Spinning-off a non-profit-making segment is indeed helpful for a group’s overall valuation, said Lee. Such a split helps separate spending at the same time, through concentrating high-cost activities such as technology development into an affiliated entity.
But at the same time, departing the umbrella of a parent group could also mean a growing collaboration with ex-competitors, instead of fully serving the group’s own interests, weakening the company’s leading position.
As a spun-off entity starts to look at fundraising through public channels, Lee suggested that decision makers should wait for a better market sentiment, if not in a hurry. Especially in Hong Kong, where the IPO market has experienced troughs and lows in 2023.

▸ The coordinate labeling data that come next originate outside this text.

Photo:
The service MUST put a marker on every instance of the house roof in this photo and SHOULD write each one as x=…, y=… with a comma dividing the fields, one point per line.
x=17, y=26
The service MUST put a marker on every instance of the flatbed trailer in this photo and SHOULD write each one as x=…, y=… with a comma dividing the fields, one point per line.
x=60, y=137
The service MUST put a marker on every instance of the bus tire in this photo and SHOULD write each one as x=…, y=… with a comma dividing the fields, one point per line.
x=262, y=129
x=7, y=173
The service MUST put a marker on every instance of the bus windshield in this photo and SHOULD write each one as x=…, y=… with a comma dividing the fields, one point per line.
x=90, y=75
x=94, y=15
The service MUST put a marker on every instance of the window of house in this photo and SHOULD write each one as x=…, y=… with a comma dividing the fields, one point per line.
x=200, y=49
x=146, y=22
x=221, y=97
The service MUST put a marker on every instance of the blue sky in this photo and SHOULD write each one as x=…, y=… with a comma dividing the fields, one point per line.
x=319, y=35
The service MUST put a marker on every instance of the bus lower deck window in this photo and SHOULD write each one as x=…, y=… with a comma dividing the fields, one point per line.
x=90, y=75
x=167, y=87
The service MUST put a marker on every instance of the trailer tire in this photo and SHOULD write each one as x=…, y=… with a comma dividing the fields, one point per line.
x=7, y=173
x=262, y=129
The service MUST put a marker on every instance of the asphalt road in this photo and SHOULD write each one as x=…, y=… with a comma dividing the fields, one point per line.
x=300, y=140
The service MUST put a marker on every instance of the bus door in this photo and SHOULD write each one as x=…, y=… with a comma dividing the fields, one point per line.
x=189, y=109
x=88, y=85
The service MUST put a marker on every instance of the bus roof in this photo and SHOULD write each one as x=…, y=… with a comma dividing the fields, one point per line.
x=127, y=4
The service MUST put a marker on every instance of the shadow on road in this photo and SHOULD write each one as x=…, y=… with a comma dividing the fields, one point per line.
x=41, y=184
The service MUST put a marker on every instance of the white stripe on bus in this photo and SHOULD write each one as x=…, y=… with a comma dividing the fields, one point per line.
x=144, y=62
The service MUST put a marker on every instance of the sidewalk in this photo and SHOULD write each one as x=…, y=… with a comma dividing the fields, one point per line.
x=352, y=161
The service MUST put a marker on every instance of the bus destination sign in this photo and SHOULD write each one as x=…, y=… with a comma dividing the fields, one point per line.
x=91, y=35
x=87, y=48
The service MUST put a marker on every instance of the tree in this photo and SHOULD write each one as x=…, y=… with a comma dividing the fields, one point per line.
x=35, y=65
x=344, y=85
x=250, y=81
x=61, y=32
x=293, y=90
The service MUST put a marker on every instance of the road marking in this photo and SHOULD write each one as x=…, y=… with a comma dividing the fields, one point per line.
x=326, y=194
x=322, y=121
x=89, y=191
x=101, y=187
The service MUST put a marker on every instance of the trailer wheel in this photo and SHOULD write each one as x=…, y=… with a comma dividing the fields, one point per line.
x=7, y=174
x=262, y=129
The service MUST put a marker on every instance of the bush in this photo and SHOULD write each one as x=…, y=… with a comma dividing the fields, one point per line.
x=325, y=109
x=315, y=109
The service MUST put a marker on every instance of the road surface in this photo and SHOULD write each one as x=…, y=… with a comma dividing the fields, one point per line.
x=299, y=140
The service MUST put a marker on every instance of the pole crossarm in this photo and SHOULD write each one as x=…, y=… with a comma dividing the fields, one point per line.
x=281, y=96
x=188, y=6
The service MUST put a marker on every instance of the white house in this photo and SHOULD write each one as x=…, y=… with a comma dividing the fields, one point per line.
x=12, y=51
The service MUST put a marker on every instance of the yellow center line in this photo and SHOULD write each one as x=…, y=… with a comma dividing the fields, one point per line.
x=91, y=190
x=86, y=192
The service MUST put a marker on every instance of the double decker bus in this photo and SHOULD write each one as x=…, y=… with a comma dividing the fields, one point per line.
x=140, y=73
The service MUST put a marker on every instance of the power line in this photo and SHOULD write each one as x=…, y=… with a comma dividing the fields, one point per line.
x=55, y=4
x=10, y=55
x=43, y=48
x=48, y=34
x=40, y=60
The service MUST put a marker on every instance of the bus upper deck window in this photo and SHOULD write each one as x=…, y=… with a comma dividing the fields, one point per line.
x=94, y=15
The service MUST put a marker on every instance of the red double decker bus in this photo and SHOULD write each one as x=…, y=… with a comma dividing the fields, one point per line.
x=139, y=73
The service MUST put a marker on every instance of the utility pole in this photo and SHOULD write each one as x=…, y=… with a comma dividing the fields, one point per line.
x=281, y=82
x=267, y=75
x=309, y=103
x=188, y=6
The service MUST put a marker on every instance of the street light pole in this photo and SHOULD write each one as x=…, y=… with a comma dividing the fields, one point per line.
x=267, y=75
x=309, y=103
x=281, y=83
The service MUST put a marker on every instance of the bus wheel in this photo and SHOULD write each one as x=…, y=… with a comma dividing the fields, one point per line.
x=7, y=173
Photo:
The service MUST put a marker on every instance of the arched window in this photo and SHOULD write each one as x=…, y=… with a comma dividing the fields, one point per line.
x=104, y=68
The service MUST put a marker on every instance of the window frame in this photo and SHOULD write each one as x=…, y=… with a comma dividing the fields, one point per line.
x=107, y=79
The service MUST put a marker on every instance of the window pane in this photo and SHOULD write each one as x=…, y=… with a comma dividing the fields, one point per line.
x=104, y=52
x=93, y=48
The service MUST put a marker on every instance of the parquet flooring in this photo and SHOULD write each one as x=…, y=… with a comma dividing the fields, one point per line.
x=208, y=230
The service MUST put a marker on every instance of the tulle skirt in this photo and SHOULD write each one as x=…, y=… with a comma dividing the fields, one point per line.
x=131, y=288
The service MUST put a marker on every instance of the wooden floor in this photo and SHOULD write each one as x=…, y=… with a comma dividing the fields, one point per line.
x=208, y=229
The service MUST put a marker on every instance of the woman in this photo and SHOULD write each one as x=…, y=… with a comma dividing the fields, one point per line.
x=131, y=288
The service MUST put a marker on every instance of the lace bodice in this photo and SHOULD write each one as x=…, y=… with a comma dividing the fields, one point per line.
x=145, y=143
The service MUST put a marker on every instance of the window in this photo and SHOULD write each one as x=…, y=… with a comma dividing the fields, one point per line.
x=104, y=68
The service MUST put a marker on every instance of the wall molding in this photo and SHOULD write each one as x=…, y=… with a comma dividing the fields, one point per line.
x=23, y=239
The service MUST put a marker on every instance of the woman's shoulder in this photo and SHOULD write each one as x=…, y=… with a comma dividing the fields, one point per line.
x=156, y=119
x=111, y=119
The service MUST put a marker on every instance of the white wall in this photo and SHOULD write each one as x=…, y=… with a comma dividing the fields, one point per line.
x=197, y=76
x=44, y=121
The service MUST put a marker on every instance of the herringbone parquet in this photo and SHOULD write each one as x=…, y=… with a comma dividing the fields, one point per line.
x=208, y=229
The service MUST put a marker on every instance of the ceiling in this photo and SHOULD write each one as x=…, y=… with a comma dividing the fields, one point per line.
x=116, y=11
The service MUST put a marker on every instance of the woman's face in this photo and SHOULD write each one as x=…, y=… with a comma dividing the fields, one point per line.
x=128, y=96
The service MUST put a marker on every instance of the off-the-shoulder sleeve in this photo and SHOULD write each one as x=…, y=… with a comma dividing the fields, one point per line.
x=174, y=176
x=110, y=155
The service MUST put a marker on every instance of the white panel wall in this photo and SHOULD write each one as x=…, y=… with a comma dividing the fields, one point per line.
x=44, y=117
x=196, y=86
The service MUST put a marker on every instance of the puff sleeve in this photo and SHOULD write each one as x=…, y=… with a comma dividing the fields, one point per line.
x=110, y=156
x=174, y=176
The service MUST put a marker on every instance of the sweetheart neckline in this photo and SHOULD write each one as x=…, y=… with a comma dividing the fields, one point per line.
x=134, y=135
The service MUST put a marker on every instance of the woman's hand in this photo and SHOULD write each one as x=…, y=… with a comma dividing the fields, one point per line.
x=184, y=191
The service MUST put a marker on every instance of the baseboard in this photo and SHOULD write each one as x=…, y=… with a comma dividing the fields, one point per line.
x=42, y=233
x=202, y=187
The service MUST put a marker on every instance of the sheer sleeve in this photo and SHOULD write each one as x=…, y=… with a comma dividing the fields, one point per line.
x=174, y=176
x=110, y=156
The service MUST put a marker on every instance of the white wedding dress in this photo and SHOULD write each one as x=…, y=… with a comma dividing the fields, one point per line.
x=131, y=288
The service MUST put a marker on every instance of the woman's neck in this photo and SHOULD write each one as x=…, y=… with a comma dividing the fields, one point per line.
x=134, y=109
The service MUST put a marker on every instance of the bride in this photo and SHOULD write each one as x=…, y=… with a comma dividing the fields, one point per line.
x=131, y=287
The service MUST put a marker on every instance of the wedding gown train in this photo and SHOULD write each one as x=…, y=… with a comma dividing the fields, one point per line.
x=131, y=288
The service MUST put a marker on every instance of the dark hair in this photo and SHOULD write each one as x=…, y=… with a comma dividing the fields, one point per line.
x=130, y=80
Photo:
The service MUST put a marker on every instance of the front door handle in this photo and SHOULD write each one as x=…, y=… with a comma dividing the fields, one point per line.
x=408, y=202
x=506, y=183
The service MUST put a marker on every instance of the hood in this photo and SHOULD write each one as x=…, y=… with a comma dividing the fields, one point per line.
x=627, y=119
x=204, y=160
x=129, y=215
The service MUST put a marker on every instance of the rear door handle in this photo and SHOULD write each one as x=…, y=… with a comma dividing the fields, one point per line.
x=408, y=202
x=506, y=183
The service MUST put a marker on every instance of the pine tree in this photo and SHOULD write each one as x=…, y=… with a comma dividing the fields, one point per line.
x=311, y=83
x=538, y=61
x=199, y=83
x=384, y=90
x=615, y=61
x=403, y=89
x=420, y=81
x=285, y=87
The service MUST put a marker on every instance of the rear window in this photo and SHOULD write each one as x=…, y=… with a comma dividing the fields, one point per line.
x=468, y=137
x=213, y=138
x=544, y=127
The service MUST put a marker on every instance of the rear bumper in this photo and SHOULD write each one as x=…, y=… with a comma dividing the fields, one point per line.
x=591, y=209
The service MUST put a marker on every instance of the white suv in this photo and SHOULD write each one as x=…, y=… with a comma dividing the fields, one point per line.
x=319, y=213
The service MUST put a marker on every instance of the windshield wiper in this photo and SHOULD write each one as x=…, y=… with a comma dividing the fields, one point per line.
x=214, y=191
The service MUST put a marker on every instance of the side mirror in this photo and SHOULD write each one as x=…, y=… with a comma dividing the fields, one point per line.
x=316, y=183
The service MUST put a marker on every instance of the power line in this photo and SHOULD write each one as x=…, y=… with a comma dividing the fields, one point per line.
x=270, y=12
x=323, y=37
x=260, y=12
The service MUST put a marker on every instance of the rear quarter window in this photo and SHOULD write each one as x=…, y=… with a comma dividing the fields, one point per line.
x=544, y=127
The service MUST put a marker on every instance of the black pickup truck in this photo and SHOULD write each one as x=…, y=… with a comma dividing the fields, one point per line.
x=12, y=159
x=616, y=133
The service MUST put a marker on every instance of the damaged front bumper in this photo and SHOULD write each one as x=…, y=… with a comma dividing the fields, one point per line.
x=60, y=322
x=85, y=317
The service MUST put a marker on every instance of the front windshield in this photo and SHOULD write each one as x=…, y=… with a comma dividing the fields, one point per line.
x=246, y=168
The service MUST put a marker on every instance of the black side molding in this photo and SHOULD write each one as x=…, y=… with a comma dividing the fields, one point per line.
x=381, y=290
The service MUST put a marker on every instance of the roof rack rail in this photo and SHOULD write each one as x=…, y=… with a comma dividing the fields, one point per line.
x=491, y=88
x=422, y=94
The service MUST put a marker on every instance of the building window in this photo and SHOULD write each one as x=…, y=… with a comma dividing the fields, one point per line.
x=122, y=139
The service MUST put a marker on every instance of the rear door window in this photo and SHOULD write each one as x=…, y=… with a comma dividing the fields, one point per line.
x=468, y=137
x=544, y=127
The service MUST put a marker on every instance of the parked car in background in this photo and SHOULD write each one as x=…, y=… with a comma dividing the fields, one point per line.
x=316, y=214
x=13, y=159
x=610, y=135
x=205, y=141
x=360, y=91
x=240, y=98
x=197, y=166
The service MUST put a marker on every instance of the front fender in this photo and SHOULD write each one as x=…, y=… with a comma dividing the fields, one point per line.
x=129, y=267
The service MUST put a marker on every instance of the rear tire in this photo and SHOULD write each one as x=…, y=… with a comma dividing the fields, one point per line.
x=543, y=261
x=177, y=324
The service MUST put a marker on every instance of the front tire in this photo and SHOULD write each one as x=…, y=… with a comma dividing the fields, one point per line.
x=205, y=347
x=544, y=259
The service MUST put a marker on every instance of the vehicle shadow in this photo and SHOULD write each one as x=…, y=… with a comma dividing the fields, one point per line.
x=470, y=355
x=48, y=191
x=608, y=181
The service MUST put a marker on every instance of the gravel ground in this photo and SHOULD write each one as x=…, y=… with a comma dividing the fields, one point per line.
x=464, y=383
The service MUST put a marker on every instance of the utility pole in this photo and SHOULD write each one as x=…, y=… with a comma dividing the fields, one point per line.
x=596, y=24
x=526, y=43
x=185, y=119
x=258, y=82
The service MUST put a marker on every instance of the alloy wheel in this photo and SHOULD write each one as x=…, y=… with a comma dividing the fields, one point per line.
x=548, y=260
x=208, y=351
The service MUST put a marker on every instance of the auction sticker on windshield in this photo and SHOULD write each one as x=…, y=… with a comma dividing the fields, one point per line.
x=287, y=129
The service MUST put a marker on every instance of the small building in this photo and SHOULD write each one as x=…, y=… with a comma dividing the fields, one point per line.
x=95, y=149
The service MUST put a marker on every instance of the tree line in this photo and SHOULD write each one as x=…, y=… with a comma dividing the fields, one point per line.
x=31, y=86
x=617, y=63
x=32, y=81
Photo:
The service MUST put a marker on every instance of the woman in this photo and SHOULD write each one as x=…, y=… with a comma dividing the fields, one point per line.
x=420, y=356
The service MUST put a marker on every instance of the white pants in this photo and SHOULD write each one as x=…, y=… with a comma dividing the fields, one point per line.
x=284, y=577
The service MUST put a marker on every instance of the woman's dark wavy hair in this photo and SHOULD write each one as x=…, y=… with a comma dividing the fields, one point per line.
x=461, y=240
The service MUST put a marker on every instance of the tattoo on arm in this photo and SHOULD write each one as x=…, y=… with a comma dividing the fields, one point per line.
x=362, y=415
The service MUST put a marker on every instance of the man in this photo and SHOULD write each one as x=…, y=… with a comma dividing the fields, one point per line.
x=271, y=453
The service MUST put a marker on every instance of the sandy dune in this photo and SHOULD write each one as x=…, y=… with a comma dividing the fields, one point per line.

“We’re gradually seeing the improvement in companies’ revenue and net income, and at least it’s not worse than the lowest period.”
Kroll valuation services’ clients in Hong Kong include Alibaba and Tencent.
From a business perspective, Rodda at Capital.com said that as the addressable markets of various business units have shrunk, the growth potential of a conglomerate’s spun-off units could be smaller.
“Subsegments of the group will focus on separate sectors in separate economies, which otherwise could have potentially competed as a whole with tech giants across the world,” he explained. “The benefits of a centralised ownership and decision-making process would be diffused.”